Activist investors such as Carl Icahn and Nelson Peltz have long fought to get their nominees elected to the boards of companies they say are underperforming. Under current SEC rules, the process requires distributing a ballot with the names of dissident nominees. Unions and pension funds say the expense of sending out a separate proxy is a barrier for most investors.
The SEC proposal would let investors who have held at least 1 percent of a large company’s shares for one year nominate a limited number of directors on the corporate proxy. Shareholders would have to own a bigger percentage of stock to recommend board members for smaller companies.
Shareholders’ Rights
The U.S. Chamber of Commerce has questioned the SEC’s authority to adopt rules, arguing that power over shareholders’ rights to nominate directors lies with states.
The nation’s biggest business lobby, which in 2006 successfully sued to overturn an SEC rule that required mutual funds to appoint independent chairmen, hired Gibson, Dunn & Crutcher LLP to represent its interests in the proxy debate.

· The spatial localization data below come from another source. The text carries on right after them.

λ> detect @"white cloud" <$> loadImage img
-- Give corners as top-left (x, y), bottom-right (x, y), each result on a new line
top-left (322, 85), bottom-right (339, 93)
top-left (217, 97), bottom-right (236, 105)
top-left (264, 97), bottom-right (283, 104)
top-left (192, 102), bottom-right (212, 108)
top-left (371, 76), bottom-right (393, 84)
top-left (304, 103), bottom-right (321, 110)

U.S. Senator Charles Schumer, a New York Democrat, proposed legislation in May that would give the SEC clear authority to set rules for director elections.
Schumer, in a statement released today, called the SEC’s decision a “disappointment” and urged Schapiro to “avoid a lengthy delay.” He also said he’s making “good progress” in urging the Senate to consider his legislation as part of broader efforts to overhaul financial regulation.
Former SEC Commissioner Harvey Goldschmid said there’s a benefit in the agency waiting for Congress to act because it’s likely to be sued.
“I believe the commission has the power to put proxy access into effect now, but legislation would avoid a lot of wheel-spinning litigation over a period of years,” said Goldschmid, a professor at Columbia Law School in New York.